Away from home and forced to set aside hours to cook and fend for oneself is an experience in itself

July 15, 2018 12:00 am | Updated 12:00 am IST

Indian vegetarian biryani with vegetables and spices in cooking process on black background

Indian vegetarian biryani with vegetables and spices in cooking process on black background

Every year, many deluded Indian students arrive on campuses in Europe, the U.S., Australia or Canada with dreams of an easy time, freedom and a better quality of life. All of this is subtly marketed by the brochures of education consultants and by the Facebook feeds of the senior students.

But it is only when you sit in a spotlessly clean, white and highly equipped kitchen in a country far away from India and face the prospect of spending time preparing a meal that can qualify as edible, that you realise the amount of time your mother (or grandmother, or maid, or whoever ruled your kitchen in India) managed to save for you. All the weekends you planned to spend on socialising are now spent in the kitchen trying to figure out how raw ingredients can acquire the taste of the food that was available so easily in India. You are forced to set aside hours to attempt to cook Indian food — in a day that is already hectic with classes, lectures, seminars, library hours and studying.

Among the international student population of any university outside India, this obsession with cooking is generally found more amongst Indian students. Indians seem to have an irrepressible need to devote more than a few hours a week in the kitchen. The blandness of western cuisine Indians cannot tolerate for long. This often becomes a matter of life and death for vegetarians as they try to survive life in the West.

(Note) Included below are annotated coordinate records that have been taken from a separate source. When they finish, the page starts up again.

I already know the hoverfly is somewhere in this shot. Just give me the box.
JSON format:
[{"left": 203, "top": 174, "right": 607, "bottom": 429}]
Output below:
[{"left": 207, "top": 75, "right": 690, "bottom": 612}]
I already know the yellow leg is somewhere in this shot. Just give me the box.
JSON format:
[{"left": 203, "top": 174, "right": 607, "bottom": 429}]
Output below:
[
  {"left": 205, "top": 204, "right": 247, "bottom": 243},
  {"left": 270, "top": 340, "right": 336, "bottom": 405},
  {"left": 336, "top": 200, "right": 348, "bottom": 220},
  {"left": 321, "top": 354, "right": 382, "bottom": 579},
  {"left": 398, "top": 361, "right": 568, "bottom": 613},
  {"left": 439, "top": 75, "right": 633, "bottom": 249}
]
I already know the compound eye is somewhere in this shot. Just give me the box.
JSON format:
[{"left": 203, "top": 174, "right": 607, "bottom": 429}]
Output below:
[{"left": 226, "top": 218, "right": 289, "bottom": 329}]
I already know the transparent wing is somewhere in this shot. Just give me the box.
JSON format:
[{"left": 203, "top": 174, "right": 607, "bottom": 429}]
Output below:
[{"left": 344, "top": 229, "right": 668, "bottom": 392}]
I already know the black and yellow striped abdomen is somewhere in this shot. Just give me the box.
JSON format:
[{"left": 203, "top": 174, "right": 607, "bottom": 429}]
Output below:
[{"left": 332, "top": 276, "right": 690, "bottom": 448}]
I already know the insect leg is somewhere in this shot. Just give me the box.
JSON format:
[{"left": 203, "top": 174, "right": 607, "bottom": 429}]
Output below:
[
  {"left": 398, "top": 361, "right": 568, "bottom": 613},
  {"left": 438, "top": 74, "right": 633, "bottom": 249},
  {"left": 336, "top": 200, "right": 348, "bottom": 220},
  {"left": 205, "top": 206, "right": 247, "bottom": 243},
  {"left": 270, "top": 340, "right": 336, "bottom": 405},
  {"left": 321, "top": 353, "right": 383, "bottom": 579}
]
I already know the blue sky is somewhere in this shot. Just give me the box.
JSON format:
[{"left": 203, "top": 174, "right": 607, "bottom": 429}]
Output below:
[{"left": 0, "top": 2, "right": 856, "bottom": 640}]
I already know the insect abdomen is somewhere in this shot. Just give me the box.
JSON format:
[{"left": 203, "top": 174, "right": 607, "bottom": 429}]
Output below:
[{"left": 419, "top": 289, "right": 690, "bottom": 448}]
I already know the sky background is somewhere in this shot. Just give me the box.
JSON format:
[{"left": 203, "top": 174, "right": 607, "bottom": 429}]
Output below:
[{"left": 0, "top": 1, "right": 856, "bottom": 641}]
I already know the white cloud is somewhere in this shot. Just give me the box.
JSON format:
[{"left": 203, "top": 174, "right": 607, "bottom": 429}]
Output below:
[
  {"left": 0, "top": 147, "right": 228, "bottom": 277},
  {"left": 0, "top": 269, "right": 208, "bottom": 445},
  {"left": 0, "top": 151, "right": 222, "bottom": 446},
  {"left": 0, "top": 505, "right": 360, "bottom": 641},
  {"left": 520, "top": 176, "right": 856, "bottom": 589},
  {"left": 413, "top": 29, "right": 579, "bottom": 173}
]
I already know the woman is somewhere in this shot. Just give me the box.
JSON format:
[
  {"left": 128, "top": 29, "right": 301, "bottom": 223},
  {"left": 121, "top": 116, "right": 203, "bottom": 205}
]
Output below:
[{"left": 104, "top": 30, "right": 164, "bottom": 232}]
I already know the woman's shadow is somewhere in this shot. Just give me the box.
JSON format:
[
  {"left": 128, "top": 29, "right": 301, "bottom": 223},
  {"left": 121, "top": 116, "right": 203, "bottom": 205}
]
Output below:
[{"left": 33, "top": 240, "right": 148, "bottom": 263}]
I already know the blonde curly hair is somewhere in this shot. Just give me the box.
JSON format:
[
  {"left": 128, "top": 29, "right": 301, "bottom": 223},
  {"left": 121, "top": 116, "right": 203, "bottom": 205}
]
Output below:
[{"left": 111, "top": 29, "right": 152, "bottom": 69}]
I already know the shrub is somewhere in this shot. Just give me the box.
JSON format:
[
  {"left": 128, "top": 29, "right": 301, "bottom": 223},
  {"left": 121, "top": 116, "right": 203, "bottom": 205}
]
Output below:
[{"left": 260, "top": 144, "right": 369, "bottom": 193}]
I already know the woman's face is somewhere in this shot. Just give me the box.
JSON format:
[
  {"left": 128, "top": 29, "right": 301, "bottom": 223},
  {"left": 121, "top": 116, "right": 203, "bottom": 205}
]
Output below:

Admittedly, most Asians are known for making cooking an indispensable part of their student life. But Indians are known for it because of the unusually pungent smell they generate for their entire building — especially if it is a shared housing arrangement, a hostel or dormitory.

As you struggle with chopping onions while your eyes water incessantly and sauté vegetables in masalas amid a cloud of suffocating vapours, your mind fervently prays for the day when all of this can end and you can go back to being fed like a spoilt child at the dining table by your doting family members.

And as you fill the entire building with the long-lasting odour of garlic, onions, chilies and other Indian spices, your Western neighbours will in all likelihood despise this obsessive hobby of yours and wish you had lived somewhere else. The vapours drifting into every nook and corner of the building from your culinary efforts is a pleasant aroma for the Indian, and a stench for others.

But it’s not all bad. Experience is the best teacher, after all. In this day and age, when your career takes you all over the world and far away from your family and domestic help, learning the essentials of living independently is crucial. It is only a matter of time until one encounters this situation in life. So the earlier, the better!

The same Western acquaintances who gave you disgusted looks while you were cooking can easily become your friends once you discover fully the art of Indian cuisine. Ultimately, there will come a day when you invite students from other countries to your room to serve them your amateur attempts at Indian cuisine.

And there will come a time when their eyes widen appreciatively and they declaim words of praise and wonder. Of course, it does help if these people have never really tasted Indian cuisine, or if they have a strange fetish for spicy food.

But ultimately, you will find that everyone has the ability and the need to create some remnants of home from one’s own hands while in a different continent.